Así pues, como resumen, podemos decir que la doctrina consolidada de la Sala Segunda del Tribunal Supremo reconoce el especial estado anímico de quién ve ligeramente alteradas sus facultades intelectivas y volitivas por esa dependencia a la droga, por encima de su propio ser y querer, lo que necesariamente influye en toda su conducta hacia el mundo exterior: en ese sentido no procedería acoger la eximente incompleta del art 21,20 en relación con el art. 20,2 del Código Penal , que sólo asumiría otras situaciones mentales más afectadas, pero sí la línea de la atenuante del art 21 CP , que es aplicable al caso, pues el informe forense (folio 36) es claro al indicar cómo se apreciaría una leve disminución de la capacidad voliltiva en situaciones de intoxicación plena y en situaciones tendentes a procurarse sustancias a las que es adicto, habiéndose acreditado por el análisis toxicológico antes indicado, cómo el acusado es adicto a cocaína y cannabis, de modo que careciendo de actividad laboral alguna, todo hace indicar que ha hecho de la venta de droga su medio de vida y de conseguir la dosis diaria de droga que precisa.
Finalmente, a tenor de lo dispuesto en el art. 374 C.P ., se acuerda el comiso de la droga aprehendida y del dinero incautado al hoy condenado, que ascendió a 48,25 euros, con ulterior orden de destrucción definitiva en relación a la droga conforme al art. 338 de la LECrim ; justificándose el comiso del dinero (155,5 euros), al no constar acreditada mediante prueba documental o testifical fuente de ingresos lícita conocida por parte del mismo, por lo que unido a la transacción en que intervino el día de autos, todo apunta a considerar que procede de la ilícita actividad de venta de sustancias estupefacientes.
QUINTO.-En materia de costas con arreglo a lo dispuesto en los art. 123 del C.P . y 239 y 240-2º de la LECrim . es procedente imponer el abono de las causadas al condenado, quien indemnizará a la víctima en 300 euros por las lesiones causadas
Vistos los preceptos legales citados y demás de general y pertinente aplicación.
Fallo
DEBEMOS CONDENAR Y CONDENAMOS A Arcadio como autor criminalmente responsable de un delito contra la salud pública en su modalidad de sustancias que causan grave daño a la salud, con concurrencia de circunstancias modificativas, en concreto la atenuante prevista en el art. 21.2 del C.P ., a la pena de 20 meses de prisión, multa de 784 euros, con la responsabilidad personal legal en caso de impago, de 12 días, inhabilitación especial para el derecho de sufragio pasivo durante el tiempo de la condena y abono de las costas procesales.
Se acuerda el comiso de la droga aprehendida en la causa y del dinero incautado en su día al hoy condenado al que se le dará el destino legal.
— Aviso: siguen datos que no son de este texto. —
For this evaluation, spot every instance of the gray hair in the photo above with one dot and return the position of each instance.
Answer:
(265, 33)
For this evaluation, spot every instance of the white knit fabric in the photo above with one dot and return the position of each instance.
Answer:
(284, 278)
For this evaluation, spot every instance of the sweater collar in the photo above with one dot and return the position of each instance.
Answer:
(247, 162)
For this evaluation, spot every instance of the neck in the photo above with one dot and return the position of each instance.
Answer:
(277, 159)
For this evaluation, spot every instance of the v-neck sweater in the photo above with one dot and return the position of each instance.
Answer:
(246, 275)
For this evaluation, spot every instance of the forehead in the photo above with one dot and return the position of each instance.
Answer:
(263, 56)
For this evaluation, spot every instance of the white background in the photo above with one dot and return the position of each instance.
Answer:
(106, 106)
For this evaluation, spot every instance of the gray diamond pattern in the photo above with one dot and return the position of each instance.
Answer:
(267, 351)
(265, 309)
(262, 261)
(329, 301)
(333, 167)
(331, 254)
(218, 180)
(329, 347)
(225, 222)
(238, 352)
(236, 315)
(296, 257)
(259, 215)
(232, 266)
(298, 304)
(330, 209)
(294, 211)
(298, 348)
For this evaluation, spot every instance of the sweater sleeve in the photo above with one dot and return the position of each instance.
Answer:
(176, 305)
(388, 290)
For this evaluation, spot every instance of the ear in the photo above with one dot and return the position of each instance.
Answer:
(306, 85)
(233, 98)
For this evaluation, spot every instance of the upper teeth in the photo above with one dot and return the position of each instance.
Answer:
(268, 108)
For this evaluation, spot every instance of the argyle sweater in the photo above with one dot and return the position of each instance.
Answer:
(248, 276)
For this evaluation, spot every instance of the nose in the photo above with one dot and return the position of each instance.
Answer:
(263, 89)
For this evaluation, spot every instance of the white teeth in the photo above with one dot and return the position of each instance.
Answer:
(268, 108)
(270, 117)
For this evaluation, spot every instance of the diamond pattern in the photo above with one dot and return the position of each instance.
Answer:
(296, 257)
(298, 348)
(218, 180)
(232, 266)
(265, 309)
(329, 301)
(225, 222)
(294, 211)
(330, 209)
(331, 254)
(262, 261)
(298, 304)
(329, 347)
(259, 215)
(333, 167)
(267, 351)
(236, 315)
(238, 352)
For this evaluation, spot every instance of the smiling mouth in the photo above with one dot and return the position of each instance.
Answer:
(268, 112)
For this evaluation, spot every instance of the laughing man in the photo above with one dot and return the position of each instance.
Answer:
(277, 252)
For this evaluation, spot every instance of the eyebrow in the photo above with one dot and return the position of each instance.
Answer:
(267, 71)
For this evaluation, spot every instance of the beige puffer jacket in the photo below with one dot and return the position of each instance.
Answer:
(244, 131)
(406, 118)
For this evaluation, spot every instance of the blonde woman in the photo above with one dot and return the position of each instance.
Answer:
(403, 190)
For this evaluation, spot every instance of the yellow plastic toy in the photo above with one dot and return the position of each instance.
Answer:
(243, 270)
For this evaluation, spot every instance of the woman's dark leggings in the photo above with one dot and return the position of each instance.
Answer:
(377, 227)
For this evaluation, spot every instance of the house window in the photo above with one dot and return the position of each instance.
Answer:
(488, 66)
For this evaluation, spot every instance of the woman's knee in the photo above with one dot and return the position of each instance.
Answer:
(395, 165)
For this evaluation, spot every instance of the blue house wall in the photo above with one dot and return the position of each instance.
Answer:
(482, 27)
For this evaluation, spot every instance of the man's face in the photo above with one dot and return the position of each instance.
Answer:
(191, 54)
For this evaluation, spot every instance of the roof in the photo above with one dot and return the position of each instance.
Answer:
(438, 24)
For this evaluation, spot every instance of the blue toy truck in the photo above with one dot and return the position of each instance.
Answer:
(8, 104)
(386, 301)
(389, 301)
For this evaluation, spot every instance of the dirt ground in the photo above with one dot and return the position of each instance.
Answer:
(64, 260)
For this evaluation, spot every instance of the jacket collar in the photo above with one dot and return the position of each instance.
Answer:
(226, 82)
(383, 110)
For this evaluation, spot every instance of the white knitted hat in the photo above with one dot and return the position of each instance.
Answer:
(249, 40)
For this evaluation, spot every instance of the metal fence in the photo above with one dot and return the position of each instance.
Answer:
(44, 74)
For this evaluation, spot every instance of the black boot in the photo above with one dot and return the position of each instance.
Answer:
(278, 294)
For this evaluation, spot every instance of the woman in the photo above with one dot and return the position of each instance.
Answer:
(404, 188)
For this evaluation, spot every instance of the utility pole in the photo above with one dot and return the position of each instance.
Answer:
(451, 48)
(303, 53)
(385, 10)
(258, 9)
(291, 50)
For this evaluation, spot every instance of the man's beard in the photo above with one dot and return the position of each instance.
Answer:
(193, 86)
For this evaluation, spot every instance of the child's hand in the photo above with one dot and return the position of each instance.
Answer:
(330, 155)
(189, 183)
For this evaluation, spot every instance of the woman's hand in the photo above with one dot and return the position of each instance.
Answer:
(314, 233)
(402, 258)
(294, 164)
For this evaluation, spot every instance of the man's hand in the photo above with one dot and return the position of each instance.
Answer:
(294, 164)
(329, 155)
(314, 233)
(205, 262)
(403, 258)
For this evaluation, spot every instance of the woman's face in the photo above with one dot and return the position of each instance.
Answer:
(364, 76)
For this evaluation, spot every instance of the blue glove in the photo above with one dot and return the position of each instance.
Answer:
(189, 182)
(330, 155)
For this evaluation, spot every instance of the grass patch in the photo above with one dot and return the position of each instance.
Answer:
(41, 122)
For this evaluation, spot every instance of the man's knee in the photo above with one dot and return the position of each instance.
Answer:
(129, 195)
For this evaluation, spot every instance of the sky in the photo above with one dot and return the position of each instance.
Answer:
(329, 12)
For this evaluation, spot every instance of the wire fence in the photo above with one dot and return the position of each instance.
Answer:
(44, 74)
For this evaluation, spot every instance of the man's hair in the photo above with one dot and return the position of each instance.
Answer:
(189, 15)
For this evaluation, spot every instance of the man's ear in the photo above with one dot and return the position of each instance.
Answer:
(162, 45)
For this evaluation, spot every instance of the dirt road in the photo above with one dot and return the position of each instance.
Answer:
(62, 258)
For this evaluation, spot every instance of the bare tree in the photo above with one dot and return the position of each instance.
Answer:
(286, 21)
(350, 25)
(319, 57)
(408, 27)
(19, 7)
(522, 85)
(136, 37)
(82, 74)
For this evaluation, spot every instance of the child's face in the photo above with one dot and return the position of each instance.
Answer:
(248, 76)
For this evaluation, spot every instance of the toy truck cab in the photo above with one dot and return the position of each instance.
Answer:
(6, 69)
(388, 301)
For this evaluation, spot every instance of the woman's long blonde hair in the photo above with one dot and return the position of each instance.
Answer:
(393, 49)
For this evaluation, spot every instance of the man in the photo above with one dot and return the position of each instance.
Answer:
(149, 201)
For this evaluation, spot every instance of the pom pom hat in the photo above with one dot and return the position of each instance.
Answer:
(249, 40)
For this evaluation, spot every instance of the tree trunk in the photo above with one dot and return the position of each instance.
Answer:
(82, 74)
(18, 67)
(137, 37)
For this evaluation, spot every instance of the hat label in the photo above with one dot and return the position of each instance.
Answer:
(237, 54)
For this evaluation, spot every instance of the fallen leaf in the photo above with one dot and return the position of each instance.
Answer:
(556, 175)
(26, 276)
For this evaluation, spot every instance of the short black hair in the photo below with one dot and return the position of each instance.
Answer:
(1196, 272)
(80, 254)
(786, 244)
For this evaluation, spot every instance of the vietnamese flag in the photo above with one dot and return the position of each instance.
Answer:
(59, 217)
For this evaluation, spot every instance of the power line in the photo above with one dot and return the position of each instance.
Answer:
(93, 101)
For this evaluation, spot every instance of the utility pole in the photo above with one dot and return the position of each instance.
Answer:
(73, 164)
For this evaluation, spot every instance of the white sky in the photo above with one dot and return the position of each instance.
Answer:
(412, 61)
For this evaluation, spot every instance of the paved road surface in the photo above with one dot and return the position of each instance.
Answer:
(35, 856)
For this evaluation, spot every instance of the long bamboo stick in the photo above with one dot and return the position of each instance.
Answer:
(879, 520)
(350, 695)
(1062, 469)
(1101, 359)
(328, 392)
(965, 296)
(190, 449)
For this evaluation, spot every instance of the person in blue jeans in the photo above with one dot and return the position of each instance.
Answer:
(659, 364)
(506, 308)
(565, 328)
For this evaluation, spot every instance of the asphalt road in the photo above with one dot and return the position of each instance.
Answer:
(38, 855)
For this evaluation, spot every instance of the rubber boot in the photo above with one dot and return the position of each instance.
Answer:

Firme la presente resolución líbrese oficio a la Unidad Administrativa para proceder a la destrucción de toda la droga decomisada en la causa.
Notifíquese esta sentencia en forma legal a las partes, previniéndoles que contra la misma podrán interponer recurso de casación en el plazo de cinco días.
Así, por esta nuestra Sentencia, lo pronunciamos, mandamos y firmamos.
PUBLICACION.-Dada y pronunciada fue la anterior Sentencia por los Ilmos. Sres. Magistrados que la firman y leída por el/la Ilmo. Magistrado Ponente en el mismo día de su fecha, de lo que yo el/la Secretario certifico.